Street View Image Analysis for Building Assessments
RISE is applying multimodal large language models to analyse Google Street View images for cultural heritage and building usage assessments, automating what traditionally requires extensive manual inspection.
RISE is applying multimodal large language models (LLM) to analyse Google Street View images for cultural heritage and building usage assessments. LLMs identify cultural heritage values, building types, materials, and architectural details, automating what traditionally requires extensive manual inspection.
The European Context
During 2025 and 2026, the Energy Performance of Buildings Directive is being implemented in the European Union member states, requiring all member states to have National Building Renovation Plans. In Sweden, there is no national register of buildings with heritage values and incomplete estimates of building usage.
Scale of Analysis
As part of the analyses, 248,855 street view images representing 154,710 buildings have been analysed using multimodal Large Language Models. The results are used to estimate aspects of cultural heritage value, building usage and building renovation state.

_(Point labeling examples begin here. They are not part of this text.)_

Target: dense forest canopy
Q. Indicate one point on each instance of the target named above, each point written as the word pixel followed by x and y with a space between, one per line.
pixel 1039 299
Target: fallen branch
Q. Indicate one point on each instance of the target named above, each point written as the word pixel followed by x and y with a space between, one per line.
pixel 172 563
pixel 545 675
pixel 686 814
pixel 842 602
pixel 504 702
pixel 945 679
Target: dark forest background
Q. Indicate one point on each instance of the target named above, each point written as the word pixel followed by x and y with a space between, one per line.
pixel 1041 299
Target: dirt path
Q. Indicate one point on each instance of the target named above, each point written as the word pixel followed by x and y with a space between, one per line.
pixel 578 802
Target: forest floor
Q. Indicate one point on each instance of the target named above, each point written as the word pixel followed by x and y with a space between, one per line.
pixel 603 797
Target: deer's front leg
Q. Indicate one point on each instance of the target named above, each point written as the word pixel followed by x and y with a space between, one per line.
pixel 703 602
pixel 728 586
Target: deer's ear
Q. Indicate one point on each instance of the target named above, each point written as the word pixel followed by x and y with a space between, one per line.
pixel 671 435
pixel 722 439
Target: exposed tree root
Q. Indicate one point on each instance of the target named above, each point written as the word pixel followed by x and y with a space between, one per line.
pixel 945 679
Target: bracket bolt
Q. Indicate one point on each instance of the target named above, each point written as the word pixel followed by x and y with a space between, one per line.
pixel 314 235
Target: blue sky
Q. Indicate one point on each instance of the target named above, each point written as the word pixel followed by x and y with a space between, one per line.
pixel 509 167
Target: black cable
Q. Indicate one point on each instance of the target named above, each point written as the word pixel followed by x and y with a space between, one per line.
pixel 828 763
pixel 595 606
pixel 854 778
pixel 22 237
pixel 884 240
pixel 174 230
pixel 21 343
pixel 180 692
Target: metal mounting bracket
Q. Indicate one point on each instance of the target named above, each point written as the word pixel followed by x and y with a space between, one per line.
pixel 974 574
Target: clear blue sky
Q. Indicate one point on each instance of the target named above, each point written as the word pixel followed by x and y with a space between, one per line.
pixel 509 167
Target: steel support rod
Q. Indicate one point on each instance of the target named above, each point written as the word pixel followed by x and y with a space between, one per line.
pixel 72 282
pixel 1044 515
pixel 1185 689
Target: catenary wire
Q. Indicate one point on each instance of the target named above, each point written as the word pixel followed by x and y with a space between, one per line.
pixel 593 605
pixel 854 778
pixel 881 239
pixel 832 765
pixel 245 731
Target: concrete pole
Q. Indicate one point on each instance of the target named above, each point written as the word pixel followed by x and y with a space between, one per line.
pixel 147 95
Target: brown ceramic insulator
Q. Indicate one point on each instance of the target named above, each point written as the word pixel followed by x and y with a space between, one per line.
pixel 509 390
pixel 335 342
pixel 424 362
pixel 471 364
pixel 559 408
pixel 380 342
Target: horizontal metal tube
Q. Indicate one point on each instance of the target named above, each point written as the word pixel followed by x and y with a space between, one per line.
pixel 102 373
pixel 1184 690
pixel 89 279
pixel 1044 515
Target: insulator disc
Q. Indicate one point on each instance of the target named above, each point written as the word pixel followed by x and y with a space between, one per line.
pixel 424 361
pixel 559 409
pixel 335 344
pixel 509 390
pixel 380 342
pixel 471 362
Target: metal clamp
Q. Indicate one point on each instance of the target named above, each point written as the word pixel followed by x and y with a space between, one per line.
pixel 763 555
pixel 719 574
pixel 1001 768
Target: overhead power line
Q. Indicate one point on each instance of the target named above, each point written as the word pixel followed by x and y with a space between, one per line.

Zero-shot predictions by LLMs were used as a basis for assigning heritage values for 5.0 million square meters of heated building area for the Swedish Building Renovation Plan.
Ethical Considerations
At the same time, the project highlights the ethical and regulatory questions surrounding the use of public imagery and AI in decision-making processes. Issues like data privacy, consent, and bias in model training require careful navigation. Potential risks for authorities using LLM-based data are addressed, with a focus on issues of transparency, error detection and sycophancy.
Impact
The work demonstrates both AI’s potential for large-scale sustainability efforts and RISE commitment to developing responsible methods that respect individual and cultural contexts. The same models can be used to identify many other features for other applications.